Ja, wir lügen uns ständig etwas vor, indem wir Worte artikulieren, die mit der eigentlichen Botschaft wenig oder gar nichts zu tun haben. Ich habe mich schon oft darüber gewundert, weshalb ich mit einfachen Leuten besser kommunizieren kann als mit gewissen Gebildeten, oder Verbildeten, den sogenannten „Gescheiten“. Einfache Leute sind ehrlicher. Sie verstecken sich nicht hinter hochtrabenden Formulierungen, gespickt mit Fremdwörtern, die sie selber nicht verstehen. Wenn sie „Tisch“ sagen, dann meinen sie Tisch, und wenn sie „Holz“ sagen, dann meinen sie Holz.

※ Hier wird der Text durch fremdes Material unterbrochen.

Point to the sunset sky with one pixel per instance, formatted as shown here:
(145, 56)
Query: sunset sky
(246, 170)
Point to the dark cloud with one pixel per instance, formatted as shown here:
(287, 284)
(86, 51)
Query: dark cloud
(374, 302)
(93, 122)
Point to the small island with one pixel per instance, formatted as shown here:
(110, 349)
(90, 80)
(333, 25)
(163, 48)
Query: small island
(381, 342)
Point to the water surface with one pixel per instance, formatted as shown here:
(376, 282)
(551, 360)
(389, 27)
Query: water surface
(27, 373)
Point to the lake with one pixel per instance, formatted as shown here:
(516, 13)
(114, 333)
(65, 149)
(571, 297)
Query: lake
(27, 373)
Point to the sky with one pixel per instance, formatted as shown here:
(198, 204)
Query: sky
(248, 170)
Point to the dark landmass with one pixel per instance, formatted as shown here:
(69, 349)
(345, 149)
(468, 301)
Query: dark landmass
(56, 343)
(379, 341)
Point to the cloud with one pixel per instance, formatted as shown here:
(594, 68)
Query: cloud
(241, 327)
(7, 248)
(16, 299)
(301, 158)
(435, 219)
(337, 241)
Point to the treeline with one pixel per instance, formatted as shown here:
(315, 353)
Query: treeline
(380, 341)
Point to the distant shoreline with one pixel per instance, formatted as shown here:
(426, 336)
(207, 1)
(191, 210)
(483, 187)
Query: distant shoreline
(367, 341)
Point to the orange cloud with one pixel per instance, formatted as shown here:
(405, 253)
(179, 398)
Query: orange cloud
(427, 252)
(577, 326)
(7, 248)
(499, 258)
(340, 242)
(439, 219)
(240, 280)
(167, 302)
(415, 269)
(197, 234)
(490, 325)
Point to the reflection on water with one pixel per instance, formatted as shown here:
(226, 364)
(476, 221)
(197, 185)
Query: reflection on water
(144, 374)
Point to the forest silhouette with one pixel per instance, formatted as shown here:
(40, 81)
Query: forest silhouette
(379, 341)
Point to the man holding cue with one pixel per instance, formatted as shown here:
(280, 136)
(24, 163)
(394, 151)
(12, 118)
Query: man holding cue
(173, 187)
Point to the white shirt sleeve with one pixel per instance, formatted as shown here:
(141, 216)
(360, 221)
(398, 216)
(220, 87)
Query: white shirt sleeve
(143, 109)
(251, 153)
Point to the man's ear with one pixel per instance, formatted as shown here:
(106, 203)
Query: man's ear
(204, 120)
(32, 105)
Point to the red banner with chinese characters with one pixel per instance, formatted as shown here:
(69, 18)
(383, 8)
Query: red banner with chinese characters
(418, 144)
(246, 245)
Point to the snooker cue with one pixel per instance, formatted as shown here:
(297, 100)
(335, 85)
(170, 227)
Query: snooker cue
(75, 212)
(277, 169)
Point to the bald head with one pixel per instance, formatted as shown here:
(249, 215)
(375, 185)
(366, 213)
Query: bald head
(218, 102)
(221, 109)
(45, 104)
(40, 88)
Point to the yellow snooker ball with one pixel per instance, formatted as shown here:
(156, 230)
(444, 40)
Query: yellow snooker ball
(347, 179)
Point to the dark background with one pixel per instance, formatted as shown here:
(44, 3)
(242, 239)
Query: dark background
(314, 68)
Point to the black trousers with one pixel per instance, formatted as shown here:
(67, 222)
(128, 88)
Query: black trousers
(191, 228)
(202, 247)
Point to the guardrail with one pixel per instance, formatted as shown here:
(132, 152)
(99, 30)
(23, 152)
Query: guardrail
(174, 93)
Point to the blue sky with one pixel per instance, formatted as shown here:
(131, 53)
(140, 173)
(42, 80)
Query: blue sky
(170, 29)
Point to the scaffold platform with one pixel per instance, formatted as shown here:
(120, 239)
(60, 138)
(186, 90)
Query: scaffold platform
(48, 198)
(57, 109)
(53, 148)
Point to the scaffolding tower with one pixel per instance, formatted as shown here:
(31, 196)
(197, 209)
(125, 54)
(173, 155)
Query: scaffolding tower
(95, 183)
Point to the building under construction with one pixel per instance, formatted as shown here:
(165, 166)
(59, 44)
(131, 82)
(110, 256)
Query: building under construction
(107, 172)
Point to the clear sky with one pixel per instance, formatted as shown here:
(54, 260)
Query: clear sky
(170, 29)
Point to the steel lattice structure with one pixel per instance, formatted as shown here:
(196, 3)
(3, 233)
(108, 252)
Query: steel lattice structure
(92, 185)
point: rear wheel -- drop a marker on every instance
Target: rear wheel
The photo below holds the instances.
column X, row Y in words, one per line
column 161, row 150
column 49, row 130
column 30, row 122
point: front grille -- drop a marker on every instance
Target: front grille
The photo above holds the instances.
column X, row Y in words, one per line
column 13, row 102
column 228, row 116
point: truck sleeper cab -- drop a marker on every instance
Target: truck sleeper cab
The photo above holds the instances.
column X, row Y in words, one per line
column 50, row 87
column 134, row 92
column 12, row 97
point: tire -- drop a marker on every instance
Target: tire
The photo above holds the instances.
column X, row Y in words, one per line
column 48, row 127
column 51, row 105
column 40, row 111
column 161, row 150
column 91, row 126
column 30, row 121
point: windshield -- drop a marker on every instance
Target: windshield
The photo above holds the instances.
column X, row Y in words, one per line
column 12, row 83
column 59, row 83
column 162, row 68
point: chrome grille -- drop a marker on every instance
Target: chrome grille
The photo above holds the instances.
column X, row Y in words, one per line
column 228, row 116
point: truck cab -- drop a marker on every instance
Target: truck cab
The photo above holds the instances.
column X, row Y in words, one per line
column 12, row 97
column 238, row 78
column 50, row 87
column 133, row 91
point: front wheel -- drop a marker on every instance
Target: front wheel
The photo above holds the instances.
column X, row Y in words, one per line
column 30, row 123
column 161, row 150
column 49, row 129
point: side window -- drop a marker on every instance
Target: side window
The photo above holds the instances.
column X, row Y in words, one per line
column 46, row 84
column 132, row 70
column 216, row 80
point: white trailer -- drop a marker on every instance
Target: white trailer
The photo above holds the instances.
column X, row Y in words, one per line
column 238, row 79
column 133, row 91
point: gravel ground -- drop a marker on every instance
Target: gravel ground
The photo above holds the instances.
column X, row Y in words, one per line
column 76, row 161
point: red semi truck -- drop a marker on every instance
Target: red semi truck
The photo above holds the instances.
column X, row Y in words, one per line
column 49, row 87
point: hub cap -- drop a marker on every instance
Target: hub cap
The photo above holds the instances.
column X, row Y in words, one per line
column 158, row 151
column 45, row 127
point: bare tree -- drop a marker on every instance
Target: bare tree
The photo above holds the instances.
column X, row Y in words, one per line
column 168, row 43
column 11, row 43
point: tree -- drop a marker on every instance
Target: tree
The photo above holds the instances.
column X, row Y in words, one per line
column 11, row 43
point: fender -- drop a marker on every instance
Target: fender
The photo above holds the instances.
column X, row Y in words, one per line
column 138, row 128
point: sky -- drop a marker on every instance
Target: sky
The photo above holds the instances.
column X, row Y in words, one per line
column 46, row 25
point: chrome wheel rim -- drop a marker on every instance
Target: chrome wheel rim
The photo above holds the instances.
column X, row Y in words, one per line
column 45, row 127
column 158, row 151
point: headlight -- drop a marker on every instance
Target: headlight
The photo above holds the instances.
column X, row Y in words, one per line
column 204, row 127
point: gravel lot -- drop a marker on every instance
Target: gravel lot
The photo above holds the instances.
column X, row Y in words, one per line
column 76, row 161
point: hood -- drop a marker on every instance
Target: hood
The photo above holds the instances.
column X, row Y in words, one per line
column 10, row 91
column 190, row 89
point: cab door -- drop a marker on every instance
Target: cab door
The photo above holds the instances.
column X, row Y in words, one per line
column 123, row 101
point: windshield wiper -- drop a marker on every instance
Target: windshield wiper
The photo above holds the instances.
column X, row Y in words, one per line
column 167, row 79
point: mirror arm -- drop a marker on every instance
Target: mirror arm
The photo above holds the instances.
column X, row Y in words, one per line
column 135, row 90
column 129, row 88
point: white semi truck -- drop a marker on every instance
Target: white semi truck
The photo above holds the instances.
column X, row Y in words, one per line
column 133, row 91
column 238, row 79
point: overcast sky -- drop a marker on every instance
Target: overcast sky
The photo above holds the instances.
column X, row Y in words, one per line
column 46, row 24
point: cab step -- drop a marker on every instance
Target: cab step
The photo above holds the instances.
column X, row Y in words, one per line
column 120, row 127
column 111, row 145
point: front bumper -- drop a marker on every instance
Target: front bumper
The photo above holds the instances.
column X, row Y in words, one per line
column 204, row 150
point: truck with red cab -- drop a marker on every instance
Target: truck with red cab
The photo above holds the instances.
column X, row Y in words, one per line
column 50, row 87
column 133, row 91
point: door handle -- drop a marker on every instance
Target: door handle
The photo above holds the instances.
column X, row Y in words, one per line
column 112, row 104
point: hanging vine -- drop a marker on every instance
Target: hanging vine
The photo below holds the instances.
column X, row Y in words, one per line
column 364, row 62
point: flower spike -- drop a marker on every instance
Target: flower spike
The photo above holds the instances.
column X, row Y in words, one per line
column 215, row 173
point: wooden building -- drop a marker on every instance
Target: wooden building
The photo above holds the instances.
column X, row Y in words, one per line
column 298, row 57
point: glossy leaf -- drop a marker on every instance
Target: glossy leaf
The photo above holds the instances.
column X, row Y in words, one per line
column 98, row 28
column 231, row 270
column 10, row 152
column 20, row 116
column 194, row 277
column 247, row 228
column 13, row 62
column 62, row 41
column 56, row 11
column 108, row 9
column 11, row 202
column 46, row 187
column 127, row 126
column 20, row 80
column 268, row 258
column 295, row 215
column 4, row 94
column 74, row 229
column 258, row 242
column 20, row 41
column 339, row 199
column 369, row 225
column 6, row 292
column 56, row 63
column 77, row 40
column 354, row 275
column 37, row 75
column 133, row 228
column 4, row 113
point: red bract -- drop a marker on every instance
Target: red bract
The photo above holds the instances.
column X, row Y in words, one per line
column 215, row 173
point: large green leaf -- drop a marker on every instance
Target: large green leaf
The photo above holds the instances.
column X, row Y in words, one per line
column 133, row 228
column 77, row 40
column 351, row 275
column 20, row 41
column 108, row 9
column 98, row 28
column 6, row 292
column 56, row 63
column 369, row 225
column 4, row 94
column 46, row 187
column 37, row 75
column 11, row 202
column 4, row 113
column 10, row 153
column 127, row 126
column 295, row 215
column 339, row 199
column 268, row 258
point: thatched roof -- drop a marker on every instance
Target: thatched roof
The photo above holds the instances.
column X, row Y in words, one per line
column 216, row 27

Aber hören Sie einmal ganz bewusst einem Vertreter einer Firma zu, der Ihnen irgend ein mieses Stück Apparatur andrehen will, wobei er selbst ganz genau weiss, dass dieses zu nichts nütze ist und diese Tatsache sogar vor sich selbst zu verbergen weiss, indem er einen mächtigen Redeschwall auf Sie einprasseln lässt, der eigentlich nichts anderes beinhaltet als „Kaufen Sie dieses verdammte Ding!“
Aber die Worte, die er benützt, sagen dem Anschein nach etwas ganz anderes. Sie handeln von Wohlstand, Bequemlichkeit, Nützlichkeit usw., und wie Sie glücklicher sein werden, wenn Sie dieses Ding erst mal haben. Er kaschiert seine Bilder, die er selbst von dem Angebotenen hat, mit einem Übermass an vornehmen Wörtern, in der Hoffnung, Sie damit ködern zu können und dass bei Ihnen irgendetwas einklinken wird und Sie zuletzt sagen: „Ja, ich brauche dieses Gerät“. Aber wenn Sie einfach gelassen bleiben und sich auf die Bilder konzentrieren, die rüberkommen, dann werden Sie sich nicht beschwindeln lassen. - Die Bilder sind es, die die Bedeutung besitzen, nicht die Worte. Sie lügen nicht. Sie bestehen manchmal aus einem Mischmasch von diffusen Dingen, die niemand verstehen kann. Aber bei ehrlichen Leuten sind die Bilder klar und deutlich.